Gazprom CEO Alexei Miller on Wednesday visited Turkey ahead of Putin's trip, meeting with Erdogan and Energy Minister Mehmed Guler to talk about cooperation deals, including potential investment in distribution and transportation infrastructure.
Turkey is also likely to bring up tanker traffic through the congested Bosporus straits, which has increased 30 percent in the past two years as Russian oil exports boom.
One project under discussion, the Trans-Thracian pipeline, would run from Kiyikoy on Turkey's Black Sea coast to Ibrikbaba on the Aegean. If constructed, it could let 60 million tons of oil per year circumvent the straits.
Industry and Energy Minister Viktor Khristenko said Tuesday that Turkey has proposed a number of pipeline plans for bypassing the Bosporus. "We ourselves have 12 projects. We get one more each year," he said, Interfax reported.
Russia is also interested in other Turkish energy projects, including electricity privatization, oil refineries and liquefied gas plants, Khristenko said, speaking on the sidelines of a Russian-Turkish commission on trade and economic cooperation in Moscow.
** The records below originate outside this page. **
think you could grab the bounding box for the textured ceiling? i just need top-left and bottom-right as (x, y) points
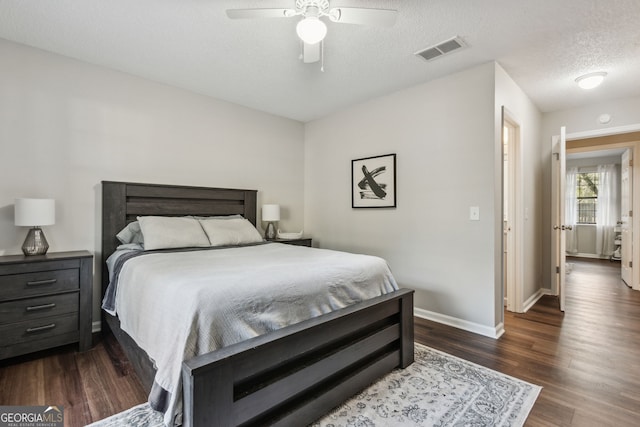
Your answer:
(1, 0), (639, 122)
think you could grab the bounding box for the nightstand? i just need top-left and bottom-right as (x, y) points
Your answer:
(0, 251), (93, 360)
(275, 238), (312, 247)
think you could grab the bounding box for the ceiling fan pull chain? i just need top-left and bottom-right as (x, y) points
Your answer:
(320, 40), (325, 72)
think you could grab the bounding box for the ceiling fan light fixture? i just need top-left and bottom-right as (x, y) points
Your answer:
(296, 16), (327, 44)
(575, 72), (607, 90)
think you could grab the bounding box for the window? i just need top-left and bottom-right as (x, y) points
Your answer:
(576, 172), (598, 224)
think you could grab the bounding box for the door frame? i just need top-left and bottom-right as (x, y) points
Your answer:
(621, 149), (633, 286)
(555, 123), (640, 291)
(551, 127), (567, 311)
(502, 107), (524, 312)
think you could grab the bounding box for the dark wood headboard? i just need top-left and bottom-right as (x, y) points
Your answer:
(101, 181), (257, 296)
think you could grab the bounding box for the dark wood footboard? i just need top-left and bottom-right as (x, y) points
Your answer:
(182, 288), (414, 427)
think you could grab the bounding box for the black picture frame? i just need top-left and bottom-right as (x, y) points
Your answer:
(352, 153), (396, 208)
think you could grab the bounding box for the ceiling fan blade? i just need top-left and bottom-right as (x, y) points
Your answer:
(302, 42), (321, 63)
(329, 7), (397, 27)
(226, 8), (295, 19)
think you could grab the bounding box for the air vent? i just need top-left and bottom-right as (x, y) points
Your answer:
(415, 36), (466, 62)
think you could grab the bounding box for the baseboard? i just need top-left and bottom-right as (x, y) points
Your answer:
(414, 308), (503, 339)
(494, 322), (505, 339)
(569, 253), (609, 260)
(92, 321), (102, 333)
(522, 289), (546, 313)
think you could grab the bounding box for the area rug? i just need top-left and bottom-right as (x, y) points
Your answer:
(87, 344), (541, 427)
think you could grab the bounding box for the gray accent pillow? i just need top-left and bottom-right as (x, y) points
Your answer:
(116, 221), (144, 245)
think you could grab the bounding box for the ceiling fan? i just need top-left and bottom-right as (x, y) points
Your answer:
(226, 0), (398, 65)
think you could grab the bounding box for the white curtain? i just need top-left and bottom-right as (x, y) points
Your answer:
(596, 164), (619, 256)
(565, 167), (579, 254)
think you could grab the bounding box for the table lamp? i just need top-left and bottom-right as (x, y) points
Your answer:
(15, 198), (56, 256)
(262, 204), (280, 240)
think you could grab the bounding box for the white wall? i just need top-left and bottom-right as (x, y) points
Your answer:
(0, 39), (305, 321)
(494, 64), (543, 315)
(304, 62), (503, 336)
(573, 225), (597, 255)
(0, 39), (551, 337)
(541, 96), (640, 287)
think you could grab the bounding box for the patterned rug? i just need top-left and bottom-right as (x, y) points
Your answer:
(87, 344), (541, 427)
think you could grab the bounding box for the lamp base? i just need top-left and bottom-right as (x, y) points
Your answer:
(264, 222), (277, 240)
(22, 227), (49, 256)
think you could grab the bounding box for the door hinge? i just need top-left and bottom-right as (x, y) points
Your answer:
(556, 266), (560, 274)
(630, 210), (633, 217)
(630, 159), (634, 167)
(630, 261), (633, 268)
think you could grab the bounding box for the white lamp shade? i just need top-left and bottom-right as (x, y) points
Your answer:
(15, 198), (56, 226)
(262, 204), (280, 222)
(296, 17), (327, 44)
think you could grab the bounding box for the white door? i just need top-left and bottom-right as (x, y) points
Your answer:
(621, 149), (633, 286)
(551, 127), (567, 311)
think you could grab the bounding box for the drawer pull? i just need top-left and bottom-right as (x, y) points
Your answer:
(26, 279), (57, 286)
(26, 323), (56, 333)
(26, 303), (57, 312)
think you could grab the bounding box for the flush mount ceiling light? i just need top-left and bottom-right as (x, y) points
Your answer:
(575, 72), (607, 90)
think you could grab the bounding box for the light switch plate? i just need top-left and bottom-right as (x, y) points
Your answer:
(470, 206), (480, 221)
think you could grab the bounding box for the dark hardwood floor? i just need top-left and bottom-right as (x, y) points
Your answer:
(0, 332), (147, 426)
(1, 257), (638, 426)
(417, 257), (640, 427)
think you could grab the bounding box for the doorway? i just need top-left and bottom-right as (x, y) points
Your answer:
(558, 127), (640, 292)
(565, 147), (628, 287)
(565, 148), (625, 258)
(502, 108), (523, 312)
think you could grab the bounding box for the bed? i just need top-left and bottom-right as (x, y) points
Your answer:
(101, 181), (414, 427)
As a Turkish trade partner, Russia is second only to Germany.
A total of 400 Turkish firms are working in Russia and have invested $2 billion here over the last decade, said Turkish Embassy official Gurkan Sozen.
"Russia is like a big apple for Turkish businesses. ... We want to use [Putin's] visit as an opportunity to boost business," Sozen said, adding that Turkey aims to increase bilateral trade to $25 billion in three years.
Alexander Lebedev, head of the Chamber of Commerce and Industry's Russia-Turkish Business Council, said he hoped the trade imbalance between the two countries, now heavily in Russia's favor, would be addressed during Putin's visit.
Russian exports to Turkey last year stood at four times its imports.
Turkish companies in Russia are active in construction, retail, banking and brewing. Russian shuttle traders import Turkish-made clothes worth about $3.5 billion per year, while 1.5 million Russian tourists spend more than $1.5 billion per year on vacations to Turkey.
Both Sozen and Lebedev said that Putin and Erdogan would discuss arms sales.
Russia has been pushing its Ka-50 Akula attack helicopter in an ongoing $4 billion tender, but so far without success.
"I don't believe that the United States, on whose financial aid Turkey is dependent, will allow this deal to happen," said Konstantin Makiyenko, deputy head of the Center for Analysis of Strategies and Technologies.
Putin and Erdogan are also expected to discuss security in Iraq, Iran, Central Asia, the Caucasus, Cyprus and the Balkans, said a Kremlin source familiar with the agenda.
"Putin will be asked questions about the situation in Chechnya," Lebedev said, but added that the Turks would likely not be too critical of Moscow's policy in the North Caucasus.